Il disastro degli appalti viene pagato dai lavoratori e dai cittadini

In questi giorni si susseguono notizie altalenanti sulla gestione dei servizi comunali affidati a privati. Nell’arco di pochi giorni si sono aperti almeno tre fronti. Il primo, riguarda la ex Golfo Ambiente, per cui la sentenza della sezione lavoro della corte di appello di Roma ha riconosciuto un risarcimento di 500mila euro complessivi per 24 mensilità mai pagate a sette ex-lavoratori della società di proprietà del comune di Formia; creata dal centrosinistra per occuparsi del ciclo dei rifiuti, poi messa in liquidazione dall’amministrazione di centrodestra di Michele Forte, decisa ad affidare la gestione dei rifiuti in appalto a privati.

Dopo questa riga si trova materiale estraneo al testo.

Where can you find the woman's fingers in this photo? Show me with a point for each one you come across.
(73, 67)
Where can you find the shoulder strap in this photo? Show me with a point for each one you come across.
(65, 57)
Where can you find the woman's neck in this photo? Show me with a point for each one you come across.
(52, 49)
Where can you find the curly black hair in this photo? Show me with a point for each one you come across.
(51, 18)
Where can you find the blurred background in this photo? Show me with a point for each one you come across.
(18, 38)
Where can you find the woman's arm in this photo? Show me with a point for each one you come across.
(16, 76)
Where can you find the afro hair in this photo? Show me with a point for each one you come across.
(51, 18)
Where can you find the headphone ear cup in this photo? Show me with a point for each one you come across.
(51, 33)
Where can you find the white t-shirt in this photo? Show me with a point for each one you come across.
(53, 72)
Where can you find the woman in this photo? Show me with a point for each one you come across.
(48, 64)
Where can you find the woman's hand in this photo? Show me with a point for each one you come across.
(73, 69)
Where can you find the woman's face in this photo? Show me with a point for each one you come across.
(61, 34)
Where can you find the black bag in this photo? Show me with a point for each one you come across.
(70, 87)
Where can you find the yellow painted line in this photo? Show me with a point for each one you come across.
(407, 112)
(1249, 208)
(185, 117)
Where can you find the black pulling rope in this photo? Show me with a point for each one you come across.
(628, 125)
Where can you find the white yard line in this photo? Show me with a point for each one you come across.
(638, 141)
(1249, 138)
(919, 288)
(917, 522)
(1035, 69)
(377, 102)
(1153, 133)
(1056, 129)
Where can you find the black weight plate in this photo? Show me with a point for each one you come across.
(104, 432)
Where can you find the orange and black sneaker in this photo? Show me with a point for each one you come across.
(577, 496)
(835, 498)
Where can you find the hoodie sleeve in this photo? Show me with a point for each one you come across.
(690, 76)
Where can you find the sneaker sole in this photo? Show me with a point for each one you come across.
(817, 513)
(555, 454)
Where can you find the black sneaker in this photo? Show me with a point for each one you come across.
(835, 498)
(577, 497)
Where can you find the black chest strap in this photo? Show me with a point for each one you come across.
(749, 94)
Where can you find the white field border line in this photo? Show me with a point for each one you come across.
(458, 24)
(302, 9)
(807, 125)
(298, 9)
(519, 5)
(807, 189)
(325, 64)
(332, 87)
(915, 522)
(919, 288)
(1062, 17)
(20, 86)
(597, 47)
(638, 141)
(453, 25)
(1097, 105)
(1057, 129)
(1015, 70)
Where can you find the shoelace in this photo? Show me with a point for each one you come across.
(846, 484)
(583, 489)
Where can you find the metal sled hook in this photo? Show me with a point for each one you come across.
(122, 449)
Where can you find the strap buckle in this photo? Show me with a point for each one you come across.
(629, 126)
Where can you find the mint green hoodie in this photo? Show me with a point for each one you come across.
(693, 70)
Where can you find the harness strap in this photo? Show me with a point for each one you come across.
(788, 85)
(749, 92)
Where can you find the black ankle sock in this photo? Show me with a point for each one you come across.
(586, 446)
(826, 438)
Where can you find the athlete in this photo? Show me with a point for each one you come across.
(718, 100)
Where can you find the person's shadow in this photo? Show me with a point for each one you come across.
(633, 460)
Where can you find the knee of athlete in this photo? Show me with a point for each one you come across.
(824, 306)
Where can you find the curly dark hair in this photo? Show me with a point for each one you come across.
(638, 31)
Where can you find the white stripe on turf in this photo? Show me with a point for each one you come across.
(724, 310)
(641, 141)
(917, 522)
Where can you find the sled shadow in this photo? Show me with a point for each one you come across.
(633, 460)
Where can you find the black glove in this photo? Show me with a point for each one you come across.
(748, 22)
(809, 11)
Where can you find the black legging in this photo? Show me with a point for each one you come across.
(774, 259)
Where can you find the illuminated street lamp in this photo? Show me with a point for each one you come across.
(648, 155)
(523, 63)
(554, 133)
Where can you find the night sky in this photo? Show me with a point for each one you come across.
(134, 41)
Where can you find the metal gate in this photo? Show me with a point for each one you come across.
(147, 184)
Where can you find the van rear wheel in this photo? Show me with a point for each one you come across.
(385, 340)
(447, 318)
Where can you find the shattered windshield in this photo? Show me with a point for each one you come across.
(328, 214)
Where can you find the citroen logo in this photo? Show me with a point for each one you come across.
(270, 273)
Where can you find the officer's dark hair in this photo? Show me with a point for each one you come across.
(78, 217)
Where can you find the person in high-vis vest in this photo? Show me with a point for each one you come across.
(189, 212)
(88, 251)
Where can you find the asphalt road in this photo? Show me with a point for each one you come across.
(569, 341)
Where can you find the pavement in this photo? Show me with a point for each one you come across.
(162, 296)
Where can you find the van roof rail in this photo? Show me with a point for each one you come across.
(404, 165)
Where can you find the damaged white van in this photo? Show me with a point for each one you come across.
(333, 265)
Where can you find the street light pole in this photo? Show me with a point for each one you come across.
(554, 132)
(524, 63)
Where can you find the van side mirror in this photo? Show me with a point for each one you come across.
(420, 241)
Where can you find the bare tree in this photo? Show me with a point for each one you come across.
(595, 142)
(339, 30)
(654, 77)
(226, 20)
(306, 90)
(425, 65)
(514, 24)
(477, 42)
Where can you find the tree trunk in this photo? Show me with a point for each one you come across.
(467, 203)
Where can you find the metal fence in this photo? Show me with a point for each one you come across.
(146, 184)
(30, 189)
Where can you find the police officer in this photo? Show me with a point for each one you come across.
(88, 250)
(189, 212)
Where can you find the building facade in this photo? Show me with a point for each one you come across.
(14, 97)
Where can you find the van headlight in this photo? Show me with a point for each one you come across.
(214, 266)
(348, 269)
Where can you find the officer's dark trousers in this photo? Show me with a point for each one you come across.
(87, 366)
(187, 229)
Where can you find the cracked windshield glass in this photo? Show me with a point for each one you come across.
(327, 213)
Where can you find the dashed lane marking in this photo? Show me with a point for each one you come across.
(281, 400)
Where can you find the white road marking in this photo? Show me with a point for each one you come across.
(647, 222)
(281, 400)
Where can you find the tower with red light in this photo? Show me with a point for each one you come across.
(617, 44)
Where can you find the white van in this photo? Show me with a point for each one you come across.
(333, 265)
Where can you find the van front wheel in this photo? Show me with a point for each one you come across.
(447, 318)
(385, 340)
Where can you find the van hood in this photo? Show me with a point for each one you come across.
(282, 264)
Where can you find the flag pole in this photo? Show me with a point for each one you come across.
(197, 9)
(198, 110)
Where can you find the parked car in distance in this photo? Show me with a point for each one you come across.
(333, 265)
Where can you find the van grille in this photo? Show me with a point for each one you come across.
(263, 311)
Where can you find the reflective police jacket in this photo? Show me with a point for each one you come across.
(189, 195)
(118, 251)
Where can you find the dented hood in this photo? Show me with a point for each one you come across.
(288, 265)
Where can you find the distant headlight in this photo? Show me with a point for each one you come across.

Il secondo riguarda la cooperativa A.T.P. che si occupa del servizio di trasporto pubblico locale (TPL). Dove esiste il serio pericolo per i dipendenti di non ricevere gli stipendi, nonostante si tratti di un appalto del valore di oltre un milione di euro. Tuttavia dalle prospettive incerte, poiché scaduto a fine 2015, prorogato dal commissario prefettizio fino all’espletamento del bando di gara per assegnare a privati il servizio TPL; come previsto dalla delibera CC n.63/2016 dell’ultima amministrazione di centrosinistra. Ed ad oggi nulla si sa di come andrà a finire.

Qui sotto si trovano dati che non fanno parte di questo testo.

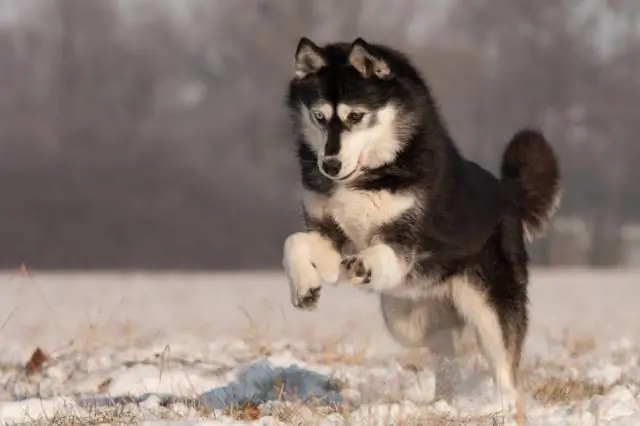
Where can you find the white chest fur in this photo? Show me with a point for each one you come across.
(359, 213)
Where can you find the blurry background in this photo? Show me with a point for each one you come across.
(152, 133)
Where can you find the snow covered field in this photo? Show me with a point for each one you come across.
(160, 349)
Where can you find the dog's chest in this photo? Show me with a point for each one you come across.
(359, 213)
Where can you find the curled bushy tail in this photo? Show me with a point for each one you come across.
(531, 173)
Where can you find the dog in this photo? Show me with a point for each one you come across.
(391, 206)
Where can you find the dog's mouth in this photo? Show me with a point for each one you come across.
(348, 175)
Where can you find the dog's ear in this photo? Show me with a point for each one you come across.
(367, 64)
(309, 59)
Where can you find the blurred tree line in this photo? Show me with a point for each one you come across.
(153, 134)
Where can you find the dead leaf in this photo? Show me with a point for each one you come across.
(36, 362)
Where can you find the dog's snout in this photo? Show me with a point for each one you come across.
(331, 166)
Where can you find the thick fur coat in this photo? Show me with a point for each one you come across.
(392, 206)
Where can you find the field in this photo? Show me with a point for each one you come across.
(227, 348)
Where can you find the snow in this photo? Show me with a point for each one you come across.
(220, 349)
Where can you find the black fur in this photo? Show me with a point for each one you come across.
(471, 222)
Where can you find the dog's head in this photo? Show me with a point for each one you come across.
(352, 104)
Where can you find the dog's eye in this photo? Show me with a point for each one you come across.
(319, 116)
(355, 117)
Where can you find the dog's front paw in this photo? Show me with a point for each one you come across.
(355, 270)
(307, 301)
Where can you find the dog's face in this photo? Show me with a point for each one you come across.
(345, 102)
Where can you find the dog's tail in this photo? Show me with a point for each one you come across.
(531, 173)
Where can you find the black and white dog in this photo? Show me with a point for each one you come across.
(391, 206)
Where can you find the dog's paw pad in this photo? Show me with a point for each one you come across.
(308, 300)
(356, 271)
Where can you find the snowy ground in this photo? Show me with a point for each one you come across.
(160, 349)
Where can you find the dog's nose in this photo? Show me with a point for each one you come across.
(331, 166)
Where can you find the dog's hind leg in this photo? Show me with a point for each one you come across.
(473, 305)
(429, 322)
(447, 370)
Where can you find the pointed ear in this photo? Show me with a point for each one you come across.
(367, 64)
(309, 59)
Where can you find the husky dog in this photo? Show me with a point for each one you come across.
(392, 207)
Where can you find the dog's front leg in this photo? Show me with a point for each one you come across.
(378, 268)
(310, 260)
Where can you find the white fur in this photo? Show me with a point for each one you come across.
(388, 271)
(303, 250)
(358, 213)
(362, 145)
(369, 146)
(473, 306)
(313, 133)
(532, 232)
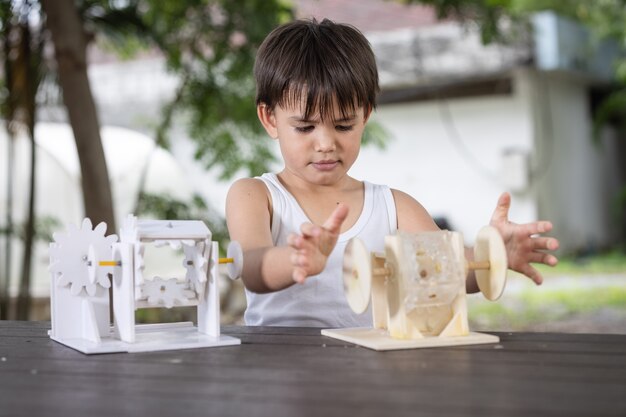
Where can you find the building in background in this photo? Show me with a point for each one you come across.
(467, 121)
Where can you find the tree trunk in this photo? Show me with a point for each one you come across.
(70, 43)
(8, 235)
(23, 296)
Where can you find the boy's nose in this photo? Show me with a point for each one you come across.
(325, 142)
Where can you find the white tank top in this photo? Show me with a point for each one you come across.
(320, 301)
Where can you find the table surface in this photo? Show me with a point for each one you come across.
(279, 371)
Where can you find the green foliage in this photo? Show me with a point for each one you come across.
(613, 262)
(211, 45)
(535, 306)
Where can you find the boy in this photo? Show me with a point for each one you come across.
(316, 88)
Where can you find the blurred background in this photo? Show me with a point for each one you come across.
(111, 107)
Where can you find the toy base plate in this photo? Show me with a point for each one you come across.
(378, 339)
(151, 338)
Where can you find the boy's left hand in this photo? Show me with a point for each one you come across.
(522, 241)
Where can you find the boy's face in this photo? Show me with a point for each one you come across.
(318, 152)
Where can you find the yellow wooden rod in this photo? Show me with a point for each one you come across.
(478, 265)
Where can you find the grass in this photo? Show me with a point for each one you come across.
(582, 288)
(612, 262)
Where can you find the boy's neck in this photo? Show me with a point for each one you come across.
(294, 183)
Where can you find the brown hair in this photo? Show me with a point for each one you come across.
(322, 60)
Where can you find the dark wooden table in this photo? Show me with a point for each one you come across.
(298, 372)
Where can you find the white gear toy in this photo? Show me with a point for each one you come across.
(417, 289)
(84, 262)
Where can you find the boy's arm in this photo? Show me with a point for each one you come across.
(266, 267)
(248, 220)
(523, 245)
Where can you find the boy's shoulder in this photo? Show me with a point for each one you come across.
(248, 185)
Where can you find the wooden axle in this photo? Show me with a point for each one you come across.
(473, 265)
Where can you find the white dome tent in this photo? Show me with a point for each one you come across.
(58, 186)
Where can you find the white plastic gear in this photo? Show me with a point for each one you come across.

Il terzo riguarda la SIS che gestisce il servizio di gestione della sosta a pagamento, anche questo in scadenza dopo una serie di proroghe, che hanno consentito sempre alla SIS di Perugia di continuare a farsene carico. Da notizie apprese sui mezzi di informazione pare invece che si vada verso l’appalto ad un privato. Nonostante nel programma elettorale dell’attuale amministrazione era prevista la creazione di una società in house, cioè di proprietà comunale ma privatistica nelle forme di gestione (vedi Formia Rifiuti Zero), per la gestione dei parcheggi, dei trasporti locali e di gestione delle aree di interscambio.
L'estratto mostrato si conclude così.